The NATO-led International Security Assistance Force declined to address that claim directly but its commander, US General John Allen, condemned the blasts as “an attack against Islam itself”.

Afghan interior ministry spokesman Sediq Sediqqi, meanwhile, directly blamed Taliban-led insurgents while confirming the death toll.

In an almost simultaneous blast to the one in Kabul, four people were killed in Mazar-i-Sharif near the northern city’s landmark Blue Mosque.

The dead people were all Shiites, killed as they walked towards the mosque to carry out mourning rituals, said provincial governor’s spokesman Munir Ahmad Farhad.
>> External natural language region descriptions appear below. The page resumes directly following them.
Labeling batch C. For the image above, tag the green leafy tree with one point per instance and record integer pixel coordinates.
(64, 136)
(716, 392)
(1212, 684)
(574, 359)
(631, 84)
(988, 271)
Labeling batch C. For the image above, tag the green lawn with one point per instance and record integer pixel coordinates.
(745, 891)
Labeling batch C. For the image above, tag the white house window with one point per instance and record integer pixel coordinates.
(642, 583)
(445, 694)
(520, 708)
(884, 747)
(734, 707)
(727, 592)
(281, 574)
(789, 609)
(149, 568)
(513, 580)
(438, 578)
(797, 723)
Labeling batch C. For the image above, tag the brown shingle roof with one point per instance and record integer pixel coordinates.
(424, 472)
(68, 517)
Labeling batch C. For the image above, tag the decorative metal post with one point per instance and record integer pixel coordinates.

When the Sunni Taliban ruled in the 1990s before being ousted by a US-led invasion in 2001, minority Shiites suffered brutal persecution, but in recent years sectarian violence has been rare.
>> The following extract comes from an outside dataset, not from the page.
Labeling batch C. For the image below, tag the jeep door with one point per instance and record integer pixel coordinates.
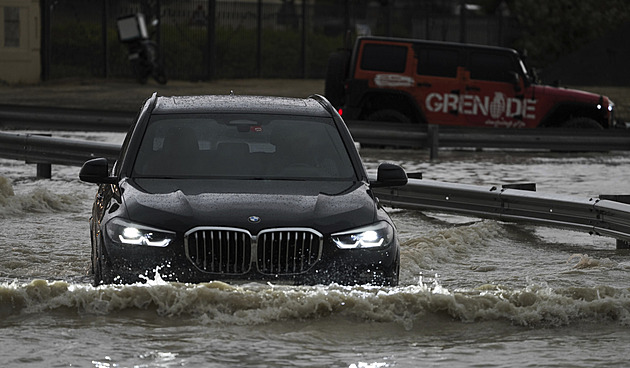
(439, 82)
(495, 94)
During the 10-day Ashura ceremonies, which peaked on Tuesday, Shiites beat themselves with knives and chains in religious fervour as they mark the seventh-century killing of a grandson of the Prophet Mohammed.
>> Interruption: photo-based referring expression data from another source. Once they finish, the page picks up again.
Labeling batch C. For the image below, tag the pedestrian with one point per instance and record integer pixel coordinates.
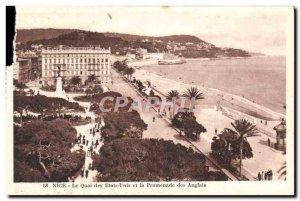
(266, 175)
(259, 176)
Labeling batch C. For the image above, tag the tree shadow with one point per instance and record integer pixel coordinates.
(265, 143)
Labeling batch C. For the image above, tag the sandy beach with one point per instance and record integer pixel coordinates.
(212, 96)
Shiites were effectively banned from marking Ashura in public under the Taliban.

Afghan President Hamid Karzai, who was due to arrive in London late Tuesday for talks with British Prime Minister David Cameron, cancelled his UK visit to return home after the deadly attacks.

A statement from Karzai’s office in Kabul said that on his return, he is slated to “meet the families of victims … to express his grief and share his sympathies”.

An Afghan security official speaking on condition of anonymity said Kabul was now on high alert, with extra security forces deployed in case of any follow-up attacks.

The unprecedented strike has prompted fears of an Iraq-style increase in sectarian attacks in Afghanistan, possibly in a bid to further destabilize an already fragile Afghan state.

“The attacks looked designed to intentionally spark ethnic and sectarian violence but they could also galvanize resistance against what is seen as outside efforts to further disrupt Afghanistan’s already besieged relations,” wrote Kate Clark of Kabul think-tank the Afghanistan Analysts Network in a blog posting.

Kabul has been hit by an increasing number of spectacular attacks in 2011, including the September assassination of former president Burhanuddin Rabbani at his home, which badly stalled any hopes for Taliban reconciliation.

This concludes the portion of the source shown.